Thursday, February 10, 2011

Just a Few Notes About Vietnam (Part 27)

After Tet

After Tet, time passed. It has a habit of doing that. We followed the news of the Marines and ARVN fighting to retake the City of Hue, the loss of life in attacking the Citadel, the discovery of mass graves and possible massacres of civilians by the VC. And we continued to watch the Siege of Khe Sanh on our Day Room television and wonder what the enemy was up to.

Did they really want to turn Khe Sanh into a second Dien Bien Phu? Didn’t they know they could not do that against a super-power like the United States. And yet, they tweaked us, dropped rockets and mortars on the base, defied the power arrayed against them. Starting with the battle at Dak To and moving through the hill fights, the VC, sometimes the PAVN, had been fighting almost constantly. Khe Sanh was the most protracted fight of them all.

It began prior to the Tet Offensive, on January 21, 1968, and lasted far past the offensive, finally, ending on April 8, 1978. That’s 3½ months of rockets and mortars falling on the camp. The Air Force had launched Operation Niagara, which dropped tons and tons of bombs around Khe Sanh, but enemy forces continued to attack. The severity of the American response was unmatched for ferocity.

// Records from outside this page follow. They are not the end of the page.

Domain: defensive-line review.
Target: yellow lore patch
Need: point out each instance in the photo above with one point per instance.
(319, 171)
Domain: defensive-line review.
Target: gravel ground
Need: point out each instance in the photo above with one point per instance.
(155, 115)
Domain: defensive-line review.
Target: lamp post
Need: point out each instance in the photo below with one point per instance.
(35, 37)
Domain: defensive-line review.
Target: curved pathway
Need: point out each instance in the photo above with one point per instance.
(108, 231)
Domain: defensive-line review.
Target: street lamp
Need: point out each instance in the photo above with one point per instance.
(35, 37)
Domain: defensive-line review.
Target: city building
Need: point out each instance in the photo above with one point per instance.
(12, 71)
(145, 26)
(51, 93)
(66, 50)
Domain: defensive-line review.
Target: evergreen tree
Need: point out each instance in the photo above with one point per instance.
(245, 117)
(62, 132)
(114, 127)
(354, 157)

According to Wikipedia, quoting authoritative sources:

By the end of the battle of Khe Sanh, U.S. Air Force assets had flown 9,691 tactical sorties and dropped 14,223 tons of bombs on targets within the Khe Sanh area. Marine Corps aviators had flown 7,098 missions and released 17,015 tons. Naval aircrews, many of whom were redirected from Operation Rolling Thunder, strikes against North Vietnam, flew 5,337 sorties and dropped 7,941 tons of ordnance in the area.

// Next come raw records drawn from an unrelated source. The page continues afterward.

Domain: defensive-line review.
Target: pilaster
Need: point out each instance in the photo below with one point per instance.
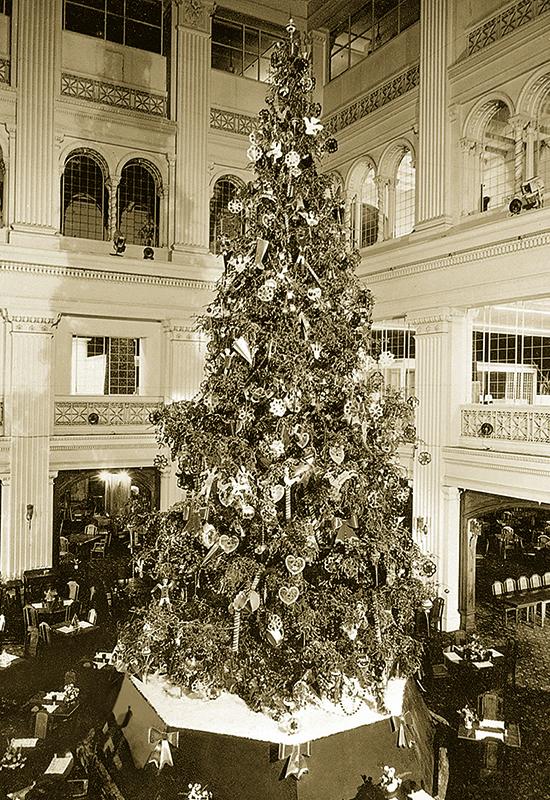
(27, 535)
(191, 70)
(38, 69)
(184, 361)
(432, 174)
(442, 364)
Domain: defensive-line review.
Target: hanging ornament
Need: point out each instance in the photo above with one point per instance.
(241, 347)
(292, 158)
(274, 630)
(288, 594)
(235, 206)
(295, 564)
(161, 754)
(254, 153)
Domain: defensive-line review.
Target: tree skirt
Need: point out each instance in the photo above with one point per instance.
(245, 755)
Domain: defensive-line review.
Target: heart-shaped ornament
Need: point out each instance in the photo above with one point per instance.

That’s a total of more than 22,000 tons of bombs, not including artillery fire directed at NVA and VC forces.

Those of us at the 330th? We just watched it on TV (like other Americans back home in the States). We knew that LBJ would not tolerate the enemy over-running the base, that he had ordered the military in Vietnam to ensure that it did not fall into enemy hands. Finally, though, Khe Sanh just ended. Relief columns fought their way into the base and the enemy faded back into the hills and jungles…across the border into Laos, across the DMZ, wherever they faded to.

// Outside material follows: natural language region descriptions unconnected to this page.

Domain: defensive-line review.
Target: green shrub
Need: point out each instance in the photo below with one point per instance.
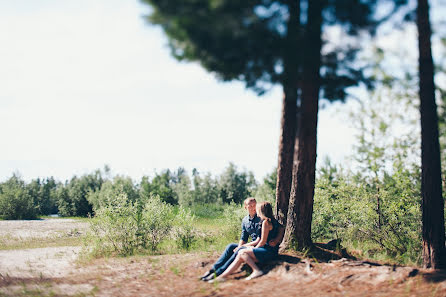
(184, 233)
(232, 218)
(15, 201)
(123, 226)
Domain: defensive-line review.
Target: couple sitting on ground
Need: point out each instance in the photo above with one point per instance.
(266, 234)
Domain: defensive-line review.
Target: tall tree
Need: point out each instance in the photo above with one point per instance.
(260, 43)
(289, 118)
(298, 229)
(432, 199)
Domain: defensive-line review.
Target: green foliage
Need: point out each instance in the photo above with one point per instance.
(232, 219)
(111, 189)
(44, 195)
(123, 226)
(251, 41)
(161, 185)
(184, 233)
(349, 211)
(15, 201)
(236, 186)
(72, 201)
(376, 205)
(267, 190)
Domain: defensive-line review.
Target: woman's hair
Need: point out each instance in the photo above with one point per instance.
(266, 209)
(248, 200)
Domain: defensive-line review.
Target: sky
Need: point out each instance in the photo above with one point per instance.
(87, 83)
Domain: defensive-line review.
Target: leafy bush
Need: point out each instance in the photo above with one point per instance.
(184, 233)
(232, 218)
(124, 227)
(15, 201)
(383, 216)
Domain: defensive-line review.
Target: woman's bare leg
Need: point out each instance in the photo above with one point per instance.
(250, 259)
(238, 261)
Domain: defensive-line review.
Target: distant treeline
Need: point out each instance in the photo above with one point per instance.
(82, 195)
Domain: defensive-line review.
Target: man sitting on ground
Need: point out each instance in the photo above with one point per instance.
(251, 227)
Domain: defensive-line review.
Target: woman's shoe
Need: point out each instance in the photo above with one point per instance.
(217, 280)
(208, 273)
(255, 274)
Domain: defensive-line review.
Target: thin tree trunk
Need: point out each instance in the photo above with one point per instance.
(432, 199)
(300, 211)
(289, 113)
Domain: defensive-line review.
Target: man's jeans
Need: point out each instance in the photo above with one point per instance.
(226, 258)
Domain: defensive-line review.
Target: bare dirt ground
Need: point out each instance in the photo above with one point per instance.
(56, 272)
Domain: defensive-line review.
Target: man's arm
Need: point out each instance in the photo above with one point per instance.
(278, 239)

During the siege, in a lesser known operation, the NVA, using 12 tanks, totally devastated a Green Beret camp near Khe Sanh, the small base (manned by Bru Montagnards, some Civilian Irregular Defense Group folks, and 24 Green Berets)was called Lang Vei. Marine Colonel Loundes and his staff refused to implement their existing plan to relieve Lang Vei because they feared it was a PAVN trap. Loundes was supported in that decision by General Westmoreland and Marine General Cushman.

Lieutenant Colonel Ladd, commander of the 5th Special Forces Group, infuriated that his men were being left to die at Lang Vei, proposed that Green Berets go to Lang Vei in Marine Helicopters to relieve their men. Cushman continued to resist until Westmoreland ordered him to provide the choppers. The relief effort was a success and managed to rescue 11 of the 24 Green Berets. The rest had been killed.

The Marines at Khe Sanh managed to further distinguish themselves by not allowing the Gook “Bru” to enter Khe Sanh. They had to find their own way back to Laos. All of this information is Wikipedia information, but it is all footnoted. I’m sure there are other, more reasonable explanations for the Marine behavior.

Us? We were mostly bored. We had been proved correct in our assessment of what was going to happen at Tet. And our lives changed slightly. A few of us stopped going into town because the regulations changed: Instead of civilian clothes, we had to wear jungle fatigues…and: we had to carry our M-16s with us. In other words, we had to join the Army!!!! Aside from that, our school was dismantled. We had one last meeting with our students and signed documents attesting to their having graduated as “advanced intermediate speakers of English.” We hoped those letters would help them get jobs and keep them out of the ARVN.

We continued to translate documents, did our day-to-day work. Nothing exciting happened for a few months and that was not earth-shattering: well, the commander of the 330th did receive a letter from the Inspector General’s Office stating that reports had reached pretty high levels that there was a morale problem in the company and that he should report back on the situation. Furthermore, the IG suggested that that report should probably start with an interview with Specialist Allen Hallmark. That is really Allen’s story, so I’ll stick to my own take on what followed in a subsequent blog.